Although Eichenlaub once built a Snipe in three days in a round-the-clock push to get it done in time for a championship, his methods are not those of a time-study production line. Star boats as a class are becoming so refined that there is little one boatbuilder can do to distinguish his boats except to do what the other builder does and do it better—and lighter.

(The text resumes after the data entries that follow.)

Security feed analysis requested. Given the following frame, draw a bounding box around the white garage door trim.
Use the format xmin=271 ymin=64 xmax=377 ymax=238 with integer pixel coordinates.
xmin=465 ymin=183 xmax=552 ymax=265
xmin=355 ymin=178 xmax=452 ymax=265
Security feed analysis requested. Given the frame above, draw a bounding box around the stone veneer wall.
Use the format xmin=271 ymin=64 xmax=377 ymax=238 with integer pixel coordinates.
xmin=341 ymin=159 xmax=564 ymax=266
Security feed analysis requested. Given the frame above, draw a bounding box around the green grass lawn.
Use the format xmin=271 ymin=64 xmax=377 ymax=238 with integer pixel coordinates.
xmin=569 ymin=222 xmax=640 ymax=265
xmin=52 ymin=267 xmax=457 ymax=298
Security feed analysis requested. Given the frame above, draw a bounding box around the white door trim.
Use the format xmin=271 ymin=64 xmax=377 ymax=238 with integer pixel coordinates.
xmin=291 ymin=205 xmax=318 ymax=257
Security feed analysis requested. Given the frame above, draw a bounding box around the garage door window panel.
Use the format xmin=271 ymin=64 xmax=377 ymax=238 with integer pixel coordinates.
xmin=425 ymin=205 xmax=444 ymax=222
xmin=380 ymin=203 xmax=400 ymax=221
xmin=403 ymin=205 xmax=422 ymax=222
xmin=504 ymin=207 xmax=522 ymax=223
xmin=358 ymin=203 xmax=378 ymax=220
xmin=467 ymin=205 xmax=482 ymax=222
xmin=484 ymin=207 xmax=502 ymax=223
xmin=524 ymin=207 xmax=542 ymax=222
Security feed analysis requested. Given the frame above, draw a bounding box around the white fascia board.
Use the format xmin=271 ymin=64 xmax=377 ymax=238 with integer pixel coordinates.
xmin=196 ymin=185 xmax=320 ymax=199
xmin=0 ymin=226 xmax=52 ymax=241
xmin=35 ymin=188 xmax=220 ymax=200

Lightness is all-important in a racing boat, but there is a dangerous hairline separating the kind of jerry-built lightness that will come unglued the first time wind and wave hit the boat and the lightness that will translate to speed. Eichenlaub toes that line like a ballet dancer. He cuts and sands, paints and fastens with infinite care and in just the right proportions, and he carefully weighs each plank to check it for moisture before putting it in place. An Eichenlaub Star, fully rigged and ready to sail, can weigh as little as 1,365 pounds. This is only half what a comparable fiber glass day sailer might weigh. "You'll hear about Stars weighing 1,350 pounds," Carl concedes, "but they weigh them without rig and sail."

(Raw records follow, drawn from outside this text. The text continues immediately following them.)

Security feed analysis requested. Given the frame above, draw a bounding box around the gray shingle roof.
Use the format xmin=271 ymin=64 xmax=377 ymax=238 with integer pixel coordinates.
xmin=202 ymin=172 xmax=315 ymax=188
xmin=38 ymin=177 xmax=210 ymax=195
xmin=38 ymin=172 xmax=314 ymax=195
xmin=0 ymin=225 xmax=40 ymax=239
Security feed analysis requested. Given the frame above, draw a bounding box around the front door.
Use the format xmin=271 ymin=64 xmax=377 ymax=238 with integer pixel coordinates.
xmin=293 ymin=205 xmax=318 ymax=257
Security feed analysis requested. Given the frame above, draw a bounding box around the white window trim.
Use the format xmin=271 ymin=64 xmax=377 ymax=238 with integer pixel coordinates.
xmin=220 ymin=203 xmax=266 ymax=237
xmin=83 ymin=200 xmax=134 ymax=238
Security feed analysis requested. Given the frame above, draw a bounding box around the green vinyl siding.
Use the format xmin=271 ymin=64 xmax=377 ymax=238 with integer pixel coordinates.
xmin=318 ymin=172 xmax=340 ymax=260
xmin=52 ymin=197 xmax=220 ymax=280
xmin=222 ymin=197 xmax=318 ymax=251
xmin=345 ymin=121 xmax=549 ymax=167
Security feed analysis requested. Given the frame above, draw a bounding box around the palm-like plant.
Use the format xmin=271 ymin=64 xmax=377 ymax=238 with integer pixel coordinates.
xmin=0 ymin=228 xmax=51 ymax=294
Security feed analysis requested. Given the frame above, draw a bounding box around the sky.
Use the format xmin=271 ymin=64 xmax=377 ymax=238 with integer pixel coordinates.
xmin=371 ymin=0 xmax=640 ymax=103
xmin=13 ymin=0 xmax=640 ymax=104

"In many ways Carl is a genius," says Lowell North, a sailmaker who has three times sailed himself to a world championship in Eichenlaub Stars. "Although some sailors on the East Coast may not agree, we on the West Coast know that he is the best."
There is some talk now among Star sailors on both coasts of admitting fiber glass hulls into their sacrosanct fleets. But the talk does not bother Carl Eichenlaub. He is confident that, fashioned by the right hands, a wooden boat will always triumph over one made of this alien material, and his confidence is not rooted in mere prejudice. After a yearlong study, he is convinced that the resins which hold the layers of fiber glass together to make a molded hull go on curing for months after the hull has been taken from the mold. This means, in Eichenlaub's view, that the boat will go on changing shape for as long as a year. Since one thirty-second of an inch in the wrong place would be an unthinkable horror in an Eichenlaub Star, these twisted monsters (in Eichenlaub's view) offer him no threat. "If a wooden boat changes shape," he says, "it's fairly easy to correct. With fiber glass, you're in a mess."
If what he says is true—the glass people strongly deny it—this might prove a reasonable argument against fiber glass. But Carl Eichenlaub has what he thinks is an even stronger one. "Boats," he says with the finality of a busy man who doesn't like a lot of foolish palaver, "are supposed to be made of wood."